Faced with a problem or a situation we have an innate urge “to do something”. Sir Humphrey Appleby, the iconic Permanent Secretary in the legendary British Comedy “Yes Minister” summarised this perfectly when he said: “Politicians like to panic. They need activity; it’s their substitute for achievement!” This penchant for activity often kills the “Option #1 Do Nothing” choice.
If a Government is faced with a pandemic, it MUST DO SOMETHING. And hence the lockdown, and other restrictions, and guidelines, and relief packages and so on. If there is a terror attack or a bomb blast, the government MUST DO SOMETHING. And hence surgical strikes, aggression at the border-front, building new missiles, flexing muscles, imposing import restrictions and cutting business ties.
Same is true about the Central Bank faced with challenge of rising inflation or slowing growth, or a company’s CEO facing a potential competition from the competitors or a person who feels that his personal relationships (with spouse, close friends etc) are stagnant/unchanged.
If you over-intellectualise it and see it from a lens of Payoff Matrix between you and your competitor, you may come up with something like the below:
Looking at above, one may interpret that if you DO NOTHING and your competitor does the same old thing or something different, you would lose. At best you would DRAW if your competitor also does nothing. So Do Nothing is always inferior.
Now those who think like this forget that it’s not a Two Player game. It’s not against A SINGLE COMPETITOR. Often the game has multiple players/competitors/stakeholders. Sometimes, there may not be ANY. This simplistic view of a two player game and a payoff matrix, therefore, is wrong.
Think about another example – of Penalty shoot in Football penalties. Albert Edwards, a global strategist with Société Générale, the French Investment Bank, mentioned this in his research.
While facing a penalty shot, the goal keeper almost always dives to his left or to his right. The data shows that the goalkeeper stays at the centre only 6.3% of the times. Why?
Edward mentions that the penalty shooter is just as likely to shoot the ball straight in the middle, where the goalkeeper is already standing, almost 28.7% of the times, as hit on the right or on the left. And yet, why would the goalkeeper not exercise his “Do Nothing” option and stand still with a probability of saving the goal 28.7% times?
Edward writes “Because it is more embarrassing to stand there and watch the ball hit the net than to do something (such as diving to left or to right)”. Lack of effort is the last thing the goalkeeper can afford.

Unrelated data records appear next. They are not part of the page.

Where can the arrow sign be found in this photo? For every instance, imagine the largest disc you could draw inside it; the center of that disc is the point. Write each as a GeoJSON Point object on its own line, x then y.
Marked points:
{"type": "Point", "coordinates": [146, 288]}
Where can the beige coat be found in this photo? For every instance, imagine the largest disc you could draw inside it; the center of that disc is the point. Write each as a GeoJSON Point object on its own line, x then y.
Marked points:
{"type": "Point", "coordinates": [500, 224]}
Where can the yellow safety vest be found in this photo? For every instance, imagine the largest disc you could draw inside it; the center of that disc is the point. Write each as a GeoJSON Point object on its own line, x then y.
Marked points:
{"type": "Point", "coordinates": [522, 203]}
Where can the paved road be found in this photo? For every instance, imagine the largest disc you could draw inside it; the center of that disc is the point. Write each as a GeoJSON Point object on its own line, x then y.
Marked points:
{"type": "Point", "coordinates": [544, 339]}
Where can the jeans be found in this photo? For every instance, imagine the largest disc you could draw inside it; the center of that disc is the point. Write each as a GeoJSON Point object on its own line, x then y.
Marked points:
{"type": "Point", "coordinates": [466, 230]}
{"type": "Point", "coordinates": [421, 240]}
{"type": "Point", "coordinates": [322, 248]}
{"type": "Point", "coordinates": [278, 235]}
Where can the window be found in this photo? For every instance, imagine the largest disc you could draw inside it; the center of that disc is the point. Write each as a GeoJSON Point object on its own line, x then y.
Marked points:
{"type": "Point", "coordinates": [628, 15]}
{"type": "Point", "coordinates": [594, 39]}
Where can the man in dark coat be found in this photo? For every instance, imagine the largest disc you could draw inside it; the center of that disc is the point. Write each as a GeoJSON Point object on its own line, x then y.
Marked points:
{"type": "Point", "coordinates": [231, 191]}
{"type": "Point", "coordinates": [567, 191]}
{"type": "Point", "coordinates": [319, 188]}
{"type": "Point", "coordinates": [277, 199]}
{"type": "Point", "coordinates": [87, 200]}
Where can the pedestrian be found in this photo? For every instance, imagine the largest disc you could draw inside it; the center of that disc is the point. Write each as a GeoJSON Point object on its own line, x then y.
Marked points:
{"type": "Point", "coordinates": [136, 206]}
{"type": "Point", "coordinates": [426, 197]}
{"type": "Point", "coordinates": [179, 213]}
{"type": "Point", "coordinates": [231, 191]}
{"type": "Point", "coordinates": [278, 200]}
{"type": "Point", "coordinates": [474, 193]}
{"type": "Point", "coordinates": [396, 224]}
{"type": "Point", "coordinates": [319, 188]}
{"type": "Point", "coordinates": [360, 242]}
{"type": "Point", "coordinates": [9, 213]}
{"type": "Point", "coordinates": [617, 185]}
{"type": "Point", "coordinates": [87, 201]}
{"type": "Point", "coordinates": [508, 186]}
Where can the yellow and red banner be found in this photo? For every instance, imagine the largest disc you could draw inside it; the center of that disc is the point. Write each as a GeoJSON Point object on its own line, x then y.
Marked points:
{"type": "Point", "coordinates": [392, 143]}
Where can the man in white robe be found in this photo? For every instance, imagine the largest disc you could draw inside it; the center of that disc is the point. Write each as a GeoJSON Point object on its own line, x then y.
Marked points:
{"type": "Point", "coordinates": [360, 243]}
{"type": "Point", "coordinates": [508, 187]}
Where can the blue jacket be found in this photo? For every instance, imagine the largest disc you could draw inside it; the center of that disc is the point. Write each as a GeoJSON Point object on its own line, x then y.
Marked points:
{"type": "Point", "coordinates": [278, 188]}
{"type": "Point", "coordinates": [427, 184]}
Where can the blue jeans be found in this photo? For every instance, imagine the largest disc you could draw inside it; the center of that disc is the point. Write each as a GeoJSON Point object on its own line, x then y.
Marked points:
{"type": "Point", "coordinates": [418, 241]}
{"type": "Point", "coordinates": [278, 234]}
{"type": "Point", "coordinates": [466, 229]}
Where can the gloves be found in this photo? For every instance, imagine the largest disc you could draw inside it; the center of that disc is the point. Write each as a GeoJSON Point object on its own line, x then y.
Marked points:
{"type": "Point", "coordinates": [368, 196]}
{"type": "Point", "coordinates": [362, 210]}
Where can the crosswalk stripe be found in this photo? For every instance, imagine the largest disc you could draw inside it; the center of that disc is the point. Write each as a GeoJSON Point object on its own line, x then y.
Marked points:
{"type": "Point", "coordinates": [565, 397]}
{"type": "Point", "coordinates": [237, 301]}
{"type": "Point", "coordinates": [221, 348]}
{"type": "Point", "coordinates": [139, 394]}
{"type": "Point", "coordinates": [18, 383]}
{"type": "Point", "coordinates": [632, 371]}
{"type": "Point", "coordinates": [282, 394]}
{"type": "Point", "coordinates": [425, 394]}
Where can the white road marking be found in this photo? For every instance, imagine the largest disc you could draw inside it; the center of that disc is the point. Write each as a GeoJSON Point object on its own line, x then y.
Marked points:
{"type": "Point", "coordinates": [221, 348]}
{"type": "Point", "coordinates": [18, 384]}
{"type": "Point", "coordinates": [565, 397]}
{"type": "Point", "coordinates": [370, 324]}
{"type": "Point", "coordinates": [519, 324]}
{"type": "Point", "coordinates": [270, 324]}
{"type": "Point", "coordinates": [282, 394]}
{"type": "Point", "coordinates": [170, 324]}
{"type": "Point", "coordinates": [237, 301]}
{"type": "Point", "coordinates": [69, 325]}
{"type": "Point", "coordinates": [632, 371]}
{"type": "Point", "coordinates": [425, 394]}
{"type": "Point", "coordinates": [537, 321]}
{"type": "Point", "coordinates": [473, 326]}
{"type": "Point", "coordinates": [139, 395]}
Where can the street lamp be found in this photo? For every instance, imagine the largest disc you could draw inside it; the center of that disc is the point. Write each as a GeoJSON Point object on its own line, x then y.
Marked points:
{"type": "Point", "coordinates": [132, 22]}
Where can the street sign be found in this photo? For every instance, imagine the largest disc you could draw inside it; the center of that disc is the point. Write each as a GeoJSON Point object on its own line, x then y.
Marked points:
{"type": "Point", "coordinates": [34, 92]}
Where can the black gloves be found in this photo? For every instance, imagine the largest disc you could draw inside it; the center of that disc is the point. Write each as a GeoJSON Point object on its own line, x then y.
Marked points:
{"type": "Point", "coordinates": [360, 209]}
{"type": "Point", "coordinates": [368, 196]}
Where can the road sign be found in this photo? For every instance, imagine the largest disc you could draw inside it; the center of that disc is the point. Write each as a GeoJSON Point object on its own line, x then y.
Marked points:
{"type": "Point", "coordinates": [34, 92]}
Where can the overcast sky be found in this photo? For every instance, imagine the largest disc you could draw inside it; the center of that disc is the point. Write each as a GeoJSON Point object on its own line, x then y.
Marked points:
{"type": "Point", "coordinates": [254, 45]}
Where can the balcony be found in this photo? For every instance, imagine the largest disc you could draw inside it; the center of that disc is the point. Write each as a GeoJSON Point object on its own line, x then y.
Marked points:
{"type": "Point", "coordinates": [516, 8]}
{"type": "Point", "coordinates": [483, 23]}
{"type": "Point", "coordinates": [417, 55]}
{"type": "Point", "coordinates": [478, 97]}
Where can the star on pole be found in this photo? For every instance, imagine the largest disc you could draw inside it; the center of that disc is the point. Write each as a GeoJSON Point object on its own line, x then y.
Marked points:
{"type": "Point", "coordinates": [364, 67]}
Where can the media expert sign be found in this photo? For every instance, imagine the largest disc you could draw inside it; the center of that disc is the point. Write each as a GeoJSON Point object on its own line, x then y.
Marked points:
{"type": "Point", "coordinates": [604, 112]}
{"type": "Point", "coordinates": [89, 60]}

Effort/ Activity is the shield which would protect him and his reputation.
Reaching Do Nothing status is actually liberating. It’s like you have achieved Nirvana! It’s a grouse I share with Calvin and Hobbes maker.
Lastly, always remember that Do Nothing is an option. It may not be suitable/appropriate for you. There is a management lesson in it – that unless you are “somebody”, doing nothing is NOT an option for you.
I am a crow (कौआ)! That’s why I can spend at least some time doing nothing at work(and thus find time to blog, to read and to learn). Are you a crow (or crow-in-making) or a rabbit?